Distributed RedissonMultiLock objects based on Redis group multiple RLock objects and treat them as a lock. Each RLock object may belong to a different Redisson instance.

RLock lock1 = redissonInstance1.getLock("lock1"); RLock lock2 = redissonInstance2.getLock("lock2"); RLock lock3 = redissonInstance3.getLock("lock3"); RedissonMultiLock lock = new RedissonMultiLock(lock1, lock2, lock3); // locks: lock1 lock2 lock3 lock.lock(); . lock.unlock();Copy the code
Persist AOF,RDB?

Bgsave does mirror full persistence and AOF does incremental persistence. Because BGSave takes a long time, is not real-time enough, and can result in massive data loss during downtime, AOF is needed to work with it. When the Redis instance is restarted, memory is rebuilt using the BGSave persistence file and the aOF is used to replay the recent operation instructions to verify the state before the full recovery restart.

RDB

RDB file format is compact and convenient for data recovery. When saving RDB file, the parent process will fork out a child process to complete the specific persistence work, maximizing redis performance and restoring large data sets faster. Backup operation can only be triggered when manually submitting save command or close command.

AOF

AOF records each write operation to the server (default 1s write once), save data more complete, in redis restart is to replay these commands to recover data, high operation efficiency, less failure loss of data, but the file size is larger;

bgsaveThe principle of

The fork and the cow. Cow refers to copy on write. After the child process is created, the parent process shares the data segment, and the parent process continues to provide read and write services. The written page data is gradually separated from the child process.

Persistent scheme

AOF and RDB persistence

Need from RedisExample find a list of keys with a particular prefix out of thousands of keys?

SCAN vs KEYS

Keys is used to list all keys that meet the rules for a particular regular string.

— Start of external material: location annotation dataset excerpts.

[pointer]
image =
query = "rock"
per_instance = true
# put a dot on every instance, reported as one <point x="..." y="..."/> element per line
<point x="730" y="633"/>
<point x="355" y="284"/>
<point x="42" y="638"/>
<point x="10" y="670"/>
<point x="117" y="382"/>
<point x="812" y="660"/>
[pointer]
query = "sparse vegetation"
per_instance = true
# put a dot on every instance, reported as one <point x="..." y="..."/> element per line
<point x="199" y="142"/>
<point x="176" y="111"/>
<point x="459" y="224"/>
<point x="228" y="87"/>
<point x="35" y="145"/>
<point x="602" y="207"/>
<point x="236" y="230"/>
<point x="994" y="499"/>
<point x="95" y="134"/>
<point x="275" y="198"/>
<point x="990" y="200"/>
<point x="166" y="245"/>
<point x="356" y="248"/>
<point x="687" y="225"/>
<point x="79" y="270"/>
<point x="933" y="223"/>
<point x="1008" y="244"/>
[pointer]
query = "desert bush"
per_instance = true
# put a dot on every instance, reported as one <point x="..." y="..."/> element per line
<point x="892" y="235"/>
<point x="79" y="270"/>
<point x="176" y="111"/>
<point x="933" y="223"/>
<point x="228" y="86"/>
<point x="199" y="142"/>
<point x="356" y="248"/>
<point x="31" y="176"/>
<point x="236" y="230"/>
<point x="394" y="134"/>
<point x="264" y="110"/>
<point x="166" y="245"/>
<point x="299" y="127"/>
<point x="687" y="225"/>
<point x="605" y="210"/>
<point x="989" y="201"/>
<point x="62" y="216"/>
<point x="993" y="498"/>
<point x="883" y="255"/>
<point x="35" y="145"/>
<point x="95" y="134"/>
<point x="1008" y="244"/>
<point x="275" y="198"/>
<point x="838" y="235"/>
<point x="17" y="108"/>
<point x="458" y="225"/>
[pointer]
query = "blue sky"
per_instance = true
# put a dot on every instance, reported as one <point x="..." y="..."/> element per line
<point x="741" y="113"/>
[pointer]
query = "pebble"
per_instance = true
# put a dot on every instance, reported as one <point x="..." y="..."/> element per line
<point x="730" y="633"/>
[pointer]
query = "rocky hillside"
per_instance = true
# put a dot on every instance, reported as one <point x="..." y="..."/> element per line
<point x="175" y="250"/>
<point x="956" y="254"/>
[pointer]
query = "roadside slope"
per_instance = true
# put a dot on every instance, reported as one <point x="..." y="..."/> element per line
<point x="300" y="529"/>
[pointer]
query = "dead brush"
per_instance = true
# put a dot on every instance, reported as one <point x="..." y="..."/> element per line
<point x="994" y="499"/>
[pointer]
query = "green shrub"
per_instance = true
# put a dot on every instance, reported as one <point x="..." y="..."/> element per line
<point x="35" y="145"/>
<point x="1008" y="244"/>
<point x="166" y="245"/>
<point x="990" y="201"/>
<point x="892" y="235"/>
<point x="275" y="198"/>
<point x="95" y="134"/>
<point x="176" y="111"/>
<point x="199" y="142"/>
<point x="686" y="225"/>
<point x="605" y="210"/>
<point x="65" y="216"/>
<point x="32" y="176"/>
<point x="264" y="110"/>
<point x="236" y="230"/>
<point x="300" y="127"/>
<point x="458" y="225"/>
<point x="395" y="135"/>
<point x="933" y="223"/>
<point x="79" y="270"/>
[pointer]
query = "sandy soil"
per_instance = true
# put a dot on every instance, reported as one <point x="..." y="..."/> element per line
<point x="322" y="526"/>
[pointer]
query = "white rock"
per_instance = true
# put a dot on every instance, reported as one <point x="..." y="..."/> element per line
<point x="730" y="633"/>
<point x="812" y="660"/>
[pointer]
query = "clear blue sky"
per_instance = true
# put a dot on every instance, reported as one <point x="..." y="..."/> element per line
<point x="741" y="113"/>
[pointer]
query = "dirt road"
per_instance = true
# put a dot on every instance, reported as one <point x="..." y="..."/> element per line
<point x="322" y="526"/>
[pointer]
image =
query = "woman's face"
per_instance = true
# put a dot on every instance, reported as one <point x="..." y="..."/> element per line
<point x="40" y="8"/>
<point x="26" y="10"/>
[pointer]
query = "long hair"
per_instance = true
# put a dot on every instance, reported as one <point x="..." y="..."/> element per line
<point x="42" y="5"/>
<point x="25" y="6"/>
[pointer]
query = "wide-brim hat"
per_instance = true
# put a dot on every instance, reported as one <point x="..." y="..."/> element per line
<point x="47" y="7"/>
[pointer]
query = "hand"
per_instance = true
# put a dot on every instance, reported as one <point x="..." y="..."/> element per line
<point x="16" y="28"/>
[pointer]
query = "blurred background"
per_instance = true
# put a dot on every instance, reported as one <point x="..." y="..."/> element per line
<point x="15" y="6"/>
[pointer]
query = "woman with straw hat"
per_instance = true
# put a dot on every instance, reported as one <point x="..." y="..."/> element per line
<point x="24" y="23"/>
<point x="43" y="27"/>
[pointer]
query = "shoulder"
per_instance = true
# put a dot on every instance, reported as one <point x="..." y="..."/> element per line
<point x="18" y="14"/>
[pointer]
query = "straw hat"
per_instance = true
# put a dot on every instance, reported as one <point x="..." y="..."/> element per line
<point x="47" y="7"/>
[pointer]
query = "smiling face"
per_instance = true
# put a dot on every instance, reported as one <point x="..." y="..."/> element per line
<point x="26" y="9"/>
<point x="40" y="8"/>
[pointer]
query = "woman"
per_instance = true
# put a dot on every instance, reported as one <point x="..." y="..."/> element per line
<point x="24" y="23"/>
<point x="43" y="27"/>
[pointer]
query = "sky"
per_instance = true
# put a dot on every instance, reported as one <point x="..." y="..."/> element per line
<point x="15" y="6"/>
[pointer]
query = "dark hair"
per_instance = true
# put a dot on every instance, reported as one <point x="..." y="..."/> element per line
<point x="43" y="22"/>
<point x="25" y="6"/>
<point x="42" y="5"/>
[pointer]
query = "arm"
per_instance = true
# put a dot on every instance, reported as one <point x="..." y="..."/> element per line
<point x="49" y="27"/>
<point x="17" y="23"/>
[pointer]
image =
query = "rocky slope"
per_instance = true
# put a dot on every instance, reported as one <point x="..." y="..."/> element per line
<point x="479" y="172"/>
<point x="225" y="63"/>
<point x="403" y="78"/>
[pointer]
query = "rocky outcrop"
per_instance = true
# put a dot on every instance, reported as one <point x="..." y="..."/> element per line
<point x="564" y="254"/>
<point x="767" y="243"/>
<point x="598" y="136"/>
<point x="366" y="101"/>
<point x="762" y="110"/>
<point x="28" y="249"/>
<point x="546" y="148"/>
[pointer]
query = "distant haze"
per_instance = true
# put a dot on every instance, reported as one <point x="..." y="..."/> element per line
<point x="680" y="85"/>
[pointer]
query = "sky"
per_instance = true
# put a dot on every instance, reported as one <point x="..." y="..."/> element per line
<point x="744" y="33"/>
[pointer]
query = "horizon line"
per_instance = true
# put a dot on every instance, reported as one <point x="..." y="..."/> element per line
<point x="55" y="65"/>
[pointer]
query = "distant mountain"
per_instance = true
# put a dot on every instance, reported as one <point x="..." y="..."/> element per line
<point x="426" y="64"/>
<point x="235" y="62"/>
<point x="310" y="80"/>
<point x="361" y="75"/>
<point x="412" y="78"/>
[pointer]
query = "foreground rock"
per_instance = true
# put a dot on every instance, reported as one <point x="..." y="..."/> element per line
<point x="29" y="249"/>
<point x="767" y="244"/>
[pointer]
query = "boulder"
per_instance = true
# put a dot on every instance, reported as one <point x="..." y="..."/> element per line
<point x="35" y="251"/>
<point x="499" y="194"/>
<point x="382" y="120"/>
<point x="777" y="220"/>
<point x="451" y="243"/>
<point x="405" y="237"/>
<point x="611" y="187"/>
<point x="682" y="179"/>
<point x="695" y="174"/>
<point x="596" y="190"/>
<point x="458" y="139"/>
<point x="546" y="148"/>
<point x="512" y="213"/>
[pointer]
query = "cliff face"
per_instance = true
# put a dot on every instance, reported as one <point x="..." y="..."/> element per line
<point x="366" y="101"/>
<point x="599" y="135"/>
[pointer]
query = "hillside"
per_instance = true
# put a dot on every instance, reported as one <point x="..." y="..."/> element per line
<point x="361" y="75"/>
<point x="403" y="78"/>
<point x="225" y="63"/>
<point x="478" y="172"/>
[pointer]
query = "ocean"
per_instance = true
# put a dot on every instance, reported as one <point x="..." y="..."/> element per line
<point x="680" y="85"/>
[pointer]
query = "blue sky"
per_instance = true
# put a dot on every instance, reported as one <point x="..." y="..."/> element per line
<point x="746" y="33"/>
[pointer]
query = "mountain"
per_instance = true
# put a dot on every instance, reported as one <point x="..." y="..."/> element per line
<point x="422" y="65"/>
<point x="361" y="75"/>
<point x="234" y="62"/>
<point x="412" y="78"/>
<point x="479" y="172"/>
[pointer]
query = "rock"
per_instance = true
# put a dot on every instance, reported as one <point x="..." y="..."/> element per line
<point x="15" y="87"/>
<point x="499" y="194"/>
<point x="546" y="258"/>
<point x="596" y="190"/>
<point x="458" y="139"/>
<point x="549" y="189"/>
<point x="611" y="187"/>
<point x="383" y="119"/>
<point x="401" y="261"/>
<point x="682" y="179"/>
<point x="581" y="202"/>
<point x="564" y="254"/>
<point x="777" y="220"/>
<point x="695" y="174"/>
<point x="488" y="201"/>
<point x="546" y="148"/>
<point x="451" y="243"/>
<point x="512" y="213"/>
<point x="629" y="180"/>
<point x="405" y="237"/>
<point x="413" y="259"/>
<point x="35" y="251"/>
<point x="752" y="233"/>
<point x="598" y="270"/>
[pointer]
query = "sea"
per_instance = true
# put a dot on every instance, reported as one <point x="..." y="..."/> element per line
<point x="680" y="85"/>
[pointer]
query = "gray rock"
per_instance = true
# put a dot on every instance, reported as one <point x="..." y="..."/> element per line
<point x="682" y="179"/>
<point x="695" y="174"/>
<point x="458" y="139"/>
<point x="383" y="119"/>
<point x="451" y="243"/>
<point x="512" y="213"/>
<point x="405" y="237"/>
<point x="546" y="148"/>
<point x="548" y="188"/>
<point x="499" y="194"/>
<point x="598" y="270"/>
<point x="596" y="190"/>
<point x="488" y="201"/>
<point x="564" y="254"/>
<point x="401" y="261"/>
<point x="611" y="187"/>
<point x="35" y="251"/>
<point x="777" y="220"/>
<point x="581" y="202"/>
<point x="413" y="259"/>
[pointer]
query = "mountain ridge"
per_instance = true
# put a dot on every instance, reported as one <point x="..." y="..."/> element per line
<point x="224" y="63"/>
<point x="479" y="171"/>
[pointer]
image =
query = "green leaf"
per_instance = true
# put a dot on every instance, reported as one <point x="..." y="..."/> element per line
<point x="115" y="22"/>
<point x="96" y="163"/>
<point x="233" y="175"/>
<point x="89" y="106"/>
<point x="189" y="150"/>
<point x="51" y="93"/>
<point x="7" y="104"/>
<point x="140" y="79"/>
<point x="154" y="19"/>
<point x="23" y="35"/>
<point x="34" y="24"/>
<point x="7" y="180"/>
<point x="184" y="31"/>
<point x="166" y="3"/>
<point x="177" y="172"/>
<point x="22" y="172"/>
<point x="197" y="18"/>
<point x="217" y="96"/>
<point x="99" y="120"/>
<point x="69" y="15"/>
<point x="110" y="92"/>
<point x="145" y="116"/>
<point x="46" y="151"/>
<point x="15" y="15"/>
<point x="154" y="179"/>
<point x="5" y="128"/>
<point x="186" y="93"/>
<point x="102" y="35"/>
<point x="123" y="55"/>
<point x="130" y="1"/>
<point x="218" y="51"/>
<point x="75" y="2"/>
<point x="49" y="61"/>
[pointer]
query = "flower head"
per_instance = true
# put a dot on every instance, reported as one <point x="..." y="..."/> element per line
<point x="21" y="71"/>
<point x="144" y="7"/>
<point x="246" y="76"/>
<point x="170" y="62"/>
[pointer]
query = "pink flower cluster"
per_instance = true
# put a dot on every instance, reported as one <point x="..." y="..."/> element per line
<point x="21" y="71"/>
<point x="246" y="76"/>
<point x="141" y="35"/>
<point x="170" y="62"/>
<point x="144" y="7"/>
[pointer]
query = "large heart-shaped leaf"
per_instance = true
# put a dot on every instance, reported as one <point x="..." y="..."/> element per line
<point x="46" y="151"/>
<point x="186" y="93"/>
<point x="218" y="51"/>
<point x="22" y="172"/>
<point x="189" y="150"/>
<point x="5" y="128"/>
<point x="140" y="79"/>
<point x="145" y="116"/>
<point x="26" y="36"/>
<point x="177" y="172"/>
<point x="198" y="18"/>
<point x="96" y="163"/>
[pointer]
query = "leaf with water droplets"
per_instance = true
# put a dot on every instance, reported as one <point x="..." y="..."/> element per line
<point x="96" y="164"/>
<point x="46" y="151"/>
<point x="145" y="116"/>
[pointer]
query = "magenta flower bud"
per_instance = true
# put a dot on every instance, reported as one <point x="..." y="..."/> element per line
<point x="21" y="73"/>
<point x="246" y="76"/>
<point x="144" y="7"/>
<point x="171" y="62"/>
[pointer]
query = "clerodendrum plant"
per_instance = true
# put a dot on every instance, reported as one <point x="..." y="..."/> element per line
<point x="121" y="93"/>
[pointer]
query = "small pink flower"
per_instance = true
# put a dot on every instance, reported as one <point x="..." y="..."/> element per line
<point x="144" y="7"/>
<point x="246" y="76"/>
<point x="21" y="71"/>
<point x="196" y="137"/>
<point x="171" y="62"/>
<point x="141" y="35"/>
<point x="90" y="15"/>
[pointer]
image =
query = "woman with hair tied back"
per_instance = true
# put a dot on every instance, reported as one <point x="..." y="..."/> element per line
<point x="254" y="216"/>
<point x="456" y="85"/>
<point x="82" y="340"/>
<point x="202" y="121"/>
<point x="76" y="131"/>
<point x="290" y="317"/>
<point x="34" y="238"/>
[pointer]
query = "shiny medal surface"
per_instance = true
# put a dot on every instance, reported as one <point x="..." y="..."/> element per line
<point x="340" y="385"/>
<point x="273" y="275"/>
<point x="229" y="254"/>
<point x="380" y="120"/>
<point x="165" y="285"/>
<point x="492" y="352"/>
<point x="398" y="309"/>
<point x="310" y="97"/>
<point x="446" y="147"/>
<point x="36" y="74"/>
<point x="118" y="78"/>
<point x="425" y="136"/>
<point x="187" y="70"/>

Scan has the following characteristics compared with Keys:

  • The complexity is also O(n), but it is done in steps by cursor and does not block the thread;
  • The limit argument controls the maximum number of results returned at a time. Limit is just a hint of an incremental iteration command that returns as many or as few results as possible.
  • Like Keys, it provides pattern matching;
  • The server does not need to store state for the cursor. The only state of the cursor is the cursor integer returned by SCAN to the client.
  • It is important that the results returned may be duplicated and need to be repeated by the client;
  • If data is modified during traversal, it is uncertain whether the modified data can be traversed.
  • A single return that is empty does not mean the traversal is over, but that the returned cursor value is zero
RedisLocate the big Key

–bigkeys -i 0.1 can add a sleep parameter

# Scanning the entire keyspace to find biggest keys as well as # average sizes per key type. You can use -I 0.1 to sleep 0.1 SEC # per 100 SCAN commands (not usually needed). [00.00%] Biggest string found so far 'key316' with 3 bytes [00.00%] Biggest string found so far 'key7806' with 4 bytes [12.79%] Biggest zset found so far 'salary' with 1 members [13.19%] Biggest string found so far 'counter:__rand_int__' with 6 bytes [13.50%] Biggest hash found so far 'websit' Biggest set found so far 'BBS' with 3 members [14.67%] Biggest hash found so far 'website' with 3 Fields [30.41%] Biggest list found so far 'mylist' with 100000 items [95.53%] Biggest zset found so far 'page_rank' with 3 members -------- summary ------- Sampled 10019 keys in the keyspace! Total key length in bytes is 68990 (AVg len 6.89) Biggest string found 'counter: __rand_INt__ 'has 6 bytes Biggest list found 'mylist' has 100000 items Biggest set found 'bbs' has 3 members Biggest hash found 'website' has 3 fields Biggest Zset found 'page_rank' has 3 members 10011 strings with 38919 bytes (99.92% of keys, Avg size 3.89) 3 Lists with 100003 items (00.03% of keys, AVG size 33334.33) 1 sets with 3 members (00.01% of keys, Avg size 3.00) 2 hashs with 5 fields (00.02% of keys, AVg size 2.50) 2 zsets with 4 members (00.02% of keys, Avg size 2.00)Copy the code
Viewing Slow Logs

SLOWLOG subcommand [argument]

Subcommands include:

  • getUsage:slowlog get [argument]Gets the number of slow logs specified in the argument argument.
  • lenUsage:slowlog len, the total number of slow logs.
  • resetUsage:slowlog resetTo clear slow logs.
Exception message queue

lpush queueabc bytedance tencent netease souho 360

brpop queueabc 10

Blpop/brpop.

Both instructions are prefixed with the b character that stands for blocking.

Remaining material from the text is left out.